Emocionada, Elke continua: “Às vezes eu dizia: ‘Zuzu, você vai acabar sendo morta deste jeito’. E ela falava: ‘Eu estou morta, já mataram o meu filho’. A Zuzu enfrentou o medo de uma forma que ninguém imaginava”, conta a ex-modelo russa que chegou ainda menina no Brasil.
Além de participação na construção do longa-metragem, Elke atuou como cantora de cabaré. Na película, Elke é vivida pela atriz Luana Piovani. “Quando recebi o telefonema para fazer a Elke eu pulava de alegria.

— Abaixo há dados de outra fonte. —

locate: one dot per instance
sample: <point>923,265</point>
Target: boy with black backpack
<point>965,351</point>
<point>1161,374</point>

Nos encontramos em Juiz de Fora (Minas Gerais), na sua casa, mas não falamos apenas sobre a Zuzu, falamos também sobre ela, para eu poder senti-la como pessoa”, diz Luana, que recentemente pôde ser vista no cinema em “O Casamento de Romeu e Julieta”.
O papel de Stuart ficou para o ator Daniel de Oliveira, que recentemente atuou em “Cazuza – O Tempo não Pára”, como personagem-título do longa. Ele conta que foi mais fácil desta vez. “Eu não tinha muita referência, como eu e todo mundo tinha de Cazuza.” Indicado por Patrícia Pillar, Daniel diz que leu sobre o tema e também sobre o jovem para vivê-lo no cinema.
Já Patrícia Pillar usou o seu processo (que ela chama de caótico) para construir a sua Zuzu. “A personagem é complexa e fui buscar informações com pessoas. A Hildegard me ajudou muito, assim como conversei bastante com Chico Buarque, que compôs a melodia que está na trilha do filme. Conversei com colega de Stuart, com pessoas que foram torturadas, li muita coisa. O Sérgio (diretor Sérgio Rezende) me deu liberdade para eu construir a minha Zuzu, mas eu tinha preocupação com a personagem que existiu um dia”, afirma Patrícia. “O filme não é documentário e acho que no final contamos uma história”, conclui.